A mortalidade cardiovascular no Brasil tem caído progressivamente nas últimas décadas. Pode ser que o PSF tenha surgido em 2000 e apenas presenciou essa queda que já vinha ocorrendo, não sendo o verdadeiro responsável. 

O teste desta hipótese estaria em avaliar se a associação negativa entre mortalidade cardiovascular e tempo (queda de mortalidade com o tempo) foi modificada pela presença ou ausência do PSF. Seria uma análise de interação, avaliando o efeito modificador do PSF na associação entre mortalidade e tempo. Esta análise demonstraria que cidades com PSF apresentariam uma queda de mortalidade ao longo desses 10 anos mais importante do que cidades sem PSF. Diferente da análises apresentada, o desfecho seria a queda de mortalidade (curva) e não apenas a mortalidade em um dado período, como feito na análise que comparou as cidades com diferentes coberturas do PSF.

Melhor ainda se a análise se estendesse para antes de 2000. Neste caso, cidades seriam observadas antes e depois do PSF. Seria demonstrado um ponto de inflexão, onde a queda que já vinha ocorrendo na mortalidade ficaria mais vertiginosa após o advento do PSF. E isso não ocorreria nas cidades sem PSF. 

Estes tipos de análise não foram descritas no estudo, portanto não podemos considerar que o estudo mostra o efeito do PSF na progressiva queda de mortalidade cardiovascular no Brasil. Pode ser feita essa inferência na forma de discussão, mas não representa uma comprovação.

Por fim, devemos lembrar que apenas 30% das cidades brasileiras foram estudadas. E estas foram as cidades que ofereciam estatística suficiente para a análise. As demais não tinham os registros necessários. Isso pode ser um marcador de organização do sistema público na cidade. Ou seja, as cidades que ficaram de fora (70% do Brasil) podem ter uma realidade bem inferior às estudadas. Portanto o trabalho não é um retrato do Brasil, nem pretendeu ser. 

Este estudo testa e comprova o conceito teórico de que PSF tem propriedade de reduzir mortalidade, mas não traz as análises que comprovariam que a redução de mortalidade observada nestas cidades nos últimas 10 anos decorreu do PSF.


Atenção Primária ou PSF ?

O título do trabalho menciona "atenção primária” e não PSF. Acho que esta foi a melhor escolha, pois conhecendo as condições de assistência primária do serviço público, provavelmente este estudo está comparando ter atenção primária razoável (PSF) versus ter atenção primária precária.
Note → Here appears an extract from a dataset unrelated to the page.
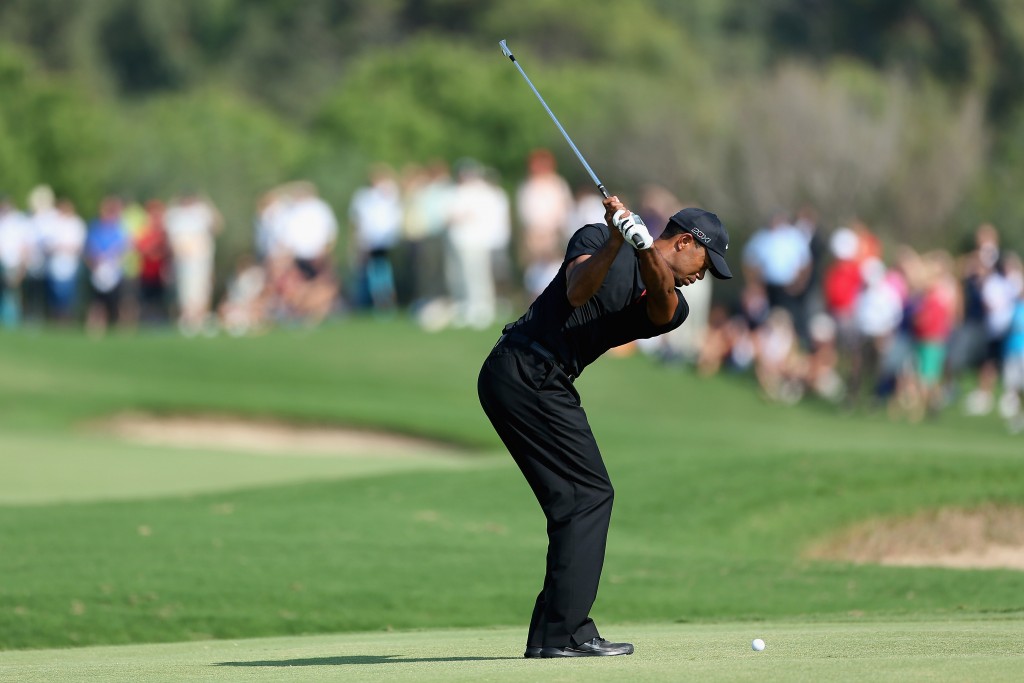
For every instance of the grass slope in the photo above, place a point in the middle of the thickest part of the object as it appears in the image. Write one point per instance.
(933, 650)
(717, 496)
Se as cidades usadas como “controle" tivessem uma atenção primária razoável, o estudo estaria testando o PSF como uma forma inovadora e melhor de fazer atenção primária. Embora eu não tenha estes dados a respeito das cidades controle, acredito que não seja o caso. É possível que as cidades sem PSF  apresentem em média um sistema de atenção primária cuja precariedade se aproxima mais de um placebo.

Sendo assim, vejo este estudo como uma comprovação de que fazer atenção primária (o básico) faz grande diferença e não como uma apologia a um programa específico do Brasil.


Conclusões

Acho que a conclusão dos autores do trabalho foi bastante adequada, pois eles dizem que "adotar um programa de atenção primária pode contribuir para reduzir mortalidade cardiovascular”. O trabalho não testa, nem afirma que contribuiu. Não é um retrato fiel do que aconteceu no Brasil, é muito mais um teste da hipótese de que ter atenção primária é melhor do que não ter, do ponto de vista de saúde cardiovascular.
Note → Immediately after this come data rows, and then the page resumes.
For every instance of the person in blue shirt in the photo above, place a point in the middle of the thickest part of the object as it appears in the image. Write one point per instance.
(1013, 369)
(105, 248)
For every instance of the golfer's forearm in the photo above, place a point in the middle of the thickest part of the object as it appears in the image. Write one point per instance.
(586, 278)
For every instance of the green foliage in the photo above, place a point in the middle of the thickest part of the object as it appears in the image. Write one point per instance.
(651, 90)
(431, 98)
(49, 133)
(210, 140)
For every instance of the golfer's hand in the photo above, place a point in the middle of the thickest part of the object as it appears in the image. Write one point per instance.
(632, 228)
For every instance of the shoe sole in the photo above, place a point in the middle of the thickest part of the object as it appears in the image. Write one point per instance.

Interpretações que extrapolam estas conclusões devem ser evitadas: primeiro, o Brasil não descobriu a pólvora com um método especial de atenção primária; segundo, a partir desse estudo não podemos afirmar que a redução de mortalidade cardiovascular entre 2000 e 2009 decorreu do PSF.
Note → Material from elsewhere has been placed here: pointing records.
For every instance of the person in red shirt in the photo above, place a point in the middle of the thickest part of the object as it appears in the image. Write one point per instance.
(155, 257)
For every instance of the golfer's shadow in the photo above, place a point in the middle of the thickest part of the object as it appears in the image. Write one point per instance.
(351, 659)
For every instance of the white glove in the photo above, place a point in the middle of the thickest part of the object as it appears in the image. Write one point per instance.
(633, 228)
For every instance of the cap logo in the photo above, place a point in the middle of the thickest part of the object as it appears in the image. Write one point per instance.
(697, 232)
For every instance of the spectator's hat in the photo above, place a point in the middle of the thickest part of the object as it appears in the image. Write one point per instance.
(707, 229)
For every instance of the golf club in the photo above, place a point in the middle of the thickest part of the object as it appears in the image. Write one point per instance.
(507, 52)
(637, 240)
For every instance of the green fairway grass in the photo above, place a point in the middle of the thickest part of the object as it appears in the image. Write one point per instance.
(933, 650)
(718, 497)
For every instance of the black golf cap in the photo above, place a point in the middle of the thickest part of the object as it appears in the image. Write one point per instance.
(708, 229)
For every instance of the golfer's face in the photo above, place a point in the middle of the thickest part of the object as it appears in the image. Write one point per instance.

Nessa época em que médicos falam tão mal do sistema público de saúde de nosso país, é de se orgulhar que nosso programa de atenção primária tenha seu benefício teórico demonstrado por um elegante estudo baiano e publicado na principal revista médica de um país cujo sistema de saúde pública é um padrão mundial.

Mesmo assim, devemos evitar o ufanismo. Na verdade, adotar um programa de atenção primária é o mínimo que um país deve fazer, é o básico, é a obrigação. Não sendo um mérito especial, espero que este trabalho não seja usado politicamente nesta época de eleição. Até porque o PSF foi criado por um governo e ampliado por outro.